Policy analysts and advocates have been eagerly watching the progress of the California measure. If it proves successful, they hope to see it replicated in other states and, ultimately, at the federal level.
“It’s very promising because the biggest problem is lack of coverage,” said Teresa Ghilarducci, an economist at the New School in New York. “It’s never been worse, and the decline is steady.”
Others, however, question whether the state is well equipped to manage billions of dollars of retirement money when its own public pension funds are underfunded by $165 billion. And there is also concern about employer liability. Even if employers are not responsible for investments or for matching funds, some could still find themselves targeted should the market crash and employees lose their savings.
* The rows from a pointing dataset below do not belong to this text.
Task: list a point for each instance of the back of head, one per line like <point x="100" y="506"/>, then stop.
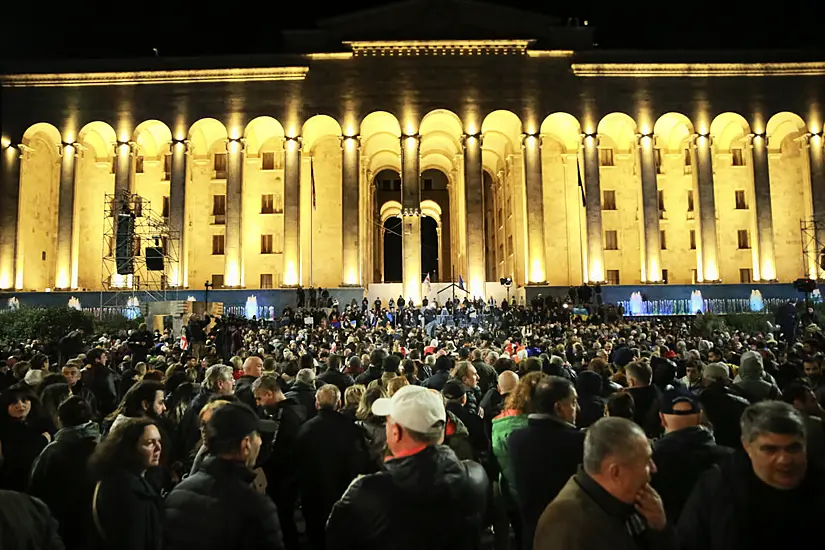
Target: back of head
<point x="610" y="437"/>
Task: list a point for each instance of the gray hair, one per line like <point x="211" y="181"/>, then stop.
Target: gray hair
<point x="611" y="437"/>
<point x="306" y="376"/>
<point x="215" y="374"/>
<point x="771" y="417"/>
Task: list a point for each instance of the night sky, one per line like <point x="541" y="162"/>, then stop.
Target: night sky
<point x="129" y="29"/>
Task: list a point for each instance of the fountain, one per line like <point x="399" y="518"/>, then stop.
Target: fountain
<point x="757" y="304"/>
<point x="251" y="307"/>
<point x="697" y="304"/>
<point x="636" y="303"/>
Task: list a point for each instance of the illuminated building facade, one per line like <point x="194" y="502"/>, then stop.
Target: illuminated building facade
<point x="533" y="155"/>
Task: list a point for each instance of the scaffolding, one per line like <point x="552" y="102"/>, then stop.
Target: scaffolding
<point x="813" y="246"/>
<point x="151" y="230"/>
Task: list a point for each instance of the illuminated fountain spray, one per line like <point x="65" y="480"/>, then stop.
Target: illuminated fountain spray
<point x="696" y="302"/>
<point x="757" y="304"/>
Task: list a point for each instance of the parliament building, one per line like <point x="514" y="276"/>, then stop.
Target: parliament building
<point x="450" y="138"/>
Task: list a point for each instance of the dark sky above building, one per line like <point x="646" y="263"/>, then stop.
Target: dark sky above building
<point x="129" y="29"/>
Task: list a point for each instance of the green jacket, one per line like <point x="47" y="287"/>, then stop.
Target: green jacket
<point x="503" y="425"/>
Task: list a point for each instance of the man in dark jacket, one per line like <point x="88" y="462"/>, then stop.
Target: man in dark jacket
<point x="278" y="464"/>
<point x="769" y="497"/>
<point x="547" y="452"/>
<point x="424" y="480"/>
<point x="217" y="508"/>
<point x="323" y="481"/>
<point x="332" y="374"/>
<point x="685" y="452"/>
<point x="60" y="476"/>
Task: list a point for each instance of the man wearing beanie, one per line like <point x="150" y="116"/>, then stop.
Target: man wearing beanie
<point x="423" y="479"/>
<point x="217" y="508"/>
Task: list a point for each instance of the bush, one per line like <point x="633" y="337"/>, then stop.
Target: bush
<point x="48" y="325"/>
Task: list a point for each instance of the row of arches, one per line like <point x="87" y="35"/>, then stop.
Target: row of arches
<point x="440" y="133"/>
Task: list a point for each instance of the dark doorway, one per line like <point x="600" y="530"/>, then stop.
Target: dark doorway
<point x="429" y="248"/>
<point x="392" y="250"/>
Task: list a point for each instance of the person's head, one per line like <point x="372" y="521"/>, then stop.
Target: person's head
<point x="233" y="433"/>
<point x="773" y="435"/>
<point x="520" y="400"/>
<point x="16" y="403"/>
<point x="219" y="379"/>
<point x="620" y="405"/>
<point x="253" y="366"/>
<point x="415" y="416"/>
<point x="352" y="396"/>
<point x="267" y="390"/>
<point x="74" y="411"/>
<point x="801" y="397"/>
<point x="467" y="374"/>
<point x="71" y="372"/>
<point x="678" y="409"/>
<point x="617" y="455"/>
<point x="144" y="398"/>
<point x="507" y="382"/>
<point x="556" y="396"/>
<point x="638" y="374"/>
<point x="133" y="445"/>
<point x="328" y="397"/>
<point x="693" y="370"/>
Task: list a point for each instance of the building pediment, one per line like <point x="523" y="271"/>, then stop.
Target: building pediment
<point x="445" y="20"/>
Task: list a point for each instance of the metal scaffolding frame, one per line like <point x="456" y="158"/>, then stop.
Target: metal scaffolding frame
<point x="150" y="230"/>
<point x="813" y="244"/>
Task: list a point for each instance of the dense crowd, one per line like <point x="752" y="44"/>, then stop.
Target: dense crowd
<point x="383" y="426"/>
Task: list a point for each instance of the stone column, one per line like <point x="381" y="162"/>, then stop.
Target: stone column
<point x="593" y="211"/>
<point x="177" y="208"/>
<point x="233" y="252"/>
<point x="292" y="211"/>
<point x="817" y="173"/>
<point x="124" y="150"/>
<point x="764" y="214"/>
<point x="474" y="200"/>
<point x="65" y="216"/>
<point x="10" y="191"/>
<point x="534" y="196"/>
<point x="411" y="217"/>
<point x="350" y="211"/>
<point x="650" y="209"/>
<point x="707" y="207"/>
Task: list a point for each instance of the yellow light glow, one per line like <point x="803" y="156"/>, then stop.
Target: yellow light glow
<point x="291" y="275"/>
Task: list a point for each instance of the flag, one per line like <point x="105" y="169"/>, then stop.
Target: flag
<point x="312" y="178"/>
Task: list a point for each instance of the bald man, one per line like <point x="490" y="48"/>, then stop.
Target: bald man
<point x="493" y="402"/>
<point x="253" y="367"/>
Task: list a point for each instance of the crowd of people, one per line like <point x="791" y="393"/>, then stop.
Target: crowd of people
<point x="540" y="431"/>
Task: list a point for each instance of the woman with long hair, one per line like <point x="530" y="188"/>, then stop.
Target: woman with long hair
<point x="22" y="437"/>
<point x="126" y="508"/>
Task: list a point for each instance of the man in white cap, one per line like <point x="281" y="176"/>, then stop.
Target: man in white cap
<point x="424" y="498"/>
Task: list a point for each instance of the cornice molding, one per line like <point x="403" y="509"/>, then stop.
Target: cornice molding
<point x="134" y="78"/>
<point x="439" y="47"/>
<point x="697" y="70"/>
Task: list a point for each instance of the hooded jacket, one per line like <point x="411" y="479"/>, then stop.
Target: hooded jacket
<point x="447" y="498"/>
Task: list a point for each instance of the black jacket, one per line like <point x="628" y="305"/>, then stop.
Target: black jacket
<point x="25" y="523"/>
<point x="429" y="500"/>
<point x="681" y="457"/>
<point x="729" y="509"/>
<point x="129" y="509"/>
<point x="543" y="456"/>
<point x="61" y="480"/>
<point x="217" y="508"/>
“Employers are concerned about being sued,” said Aliya Wong, executive director of retirement policy at the U.S. Chamber of Commerce, which did not take a position on the California measure. “Even if [employers] are able to win the lawsuit, you’ve pretty much lost by the time they bring the lawsuit due to the cost of litigating, and it’s really hard to legislate against that.”
About 53 percent of all private-sector employers now offer some kind of retirement plan, Ghilarducci said, down from 61 percent in 2001. In California, only 47 percent of employers offered retirement coverage in 2010, down from 53 percent in 2000. The recession forced many employers to drop their plans, she said, but workers have also lost some of their bargaining power, making them less likely to demand a 401(k) or a pension.
Two-thirds of households say they have saved some money for their retirement, according to a survey by the Employee Benefits Research Institute, but only 45 percent say they take part in a workplace retirement program. And even if they have saved some money, many do not have anywhere near enough to keep them afloat in retirement. About half of the respondents in the survey said they had less than $10,000 in savings.
Such findings have scared policymakers and analysts who worry about a wave of destitute elderly people relying on Social Security just as the program is facing financial pressures.
“People run out of money when they get old,” said Harkin, who chairs the Senate Health, Education, Labor and Pensions Committee. “They see their living standards decline, they lean more and more on the social safety net, squeezing government cost again at all levels. So it comes back on taxpayers again. We need to do more to help American families cope with this looming crisis.”
The California program is still a year or two away from implementation. To pacify skeptical lawmakers and opposing lobbyists, de León agreed to raise money for a feasibility study that would assess whether the program could be self-sustaining. Once that study is completed, the state will also have to ask the Treasury and the Labor departments whether there are tax implications to the program and whether the program is subject to the 1974 Employee Retirement Income Security Act (PL 93-406), which imposes strict rules on employers who offer retirement plans.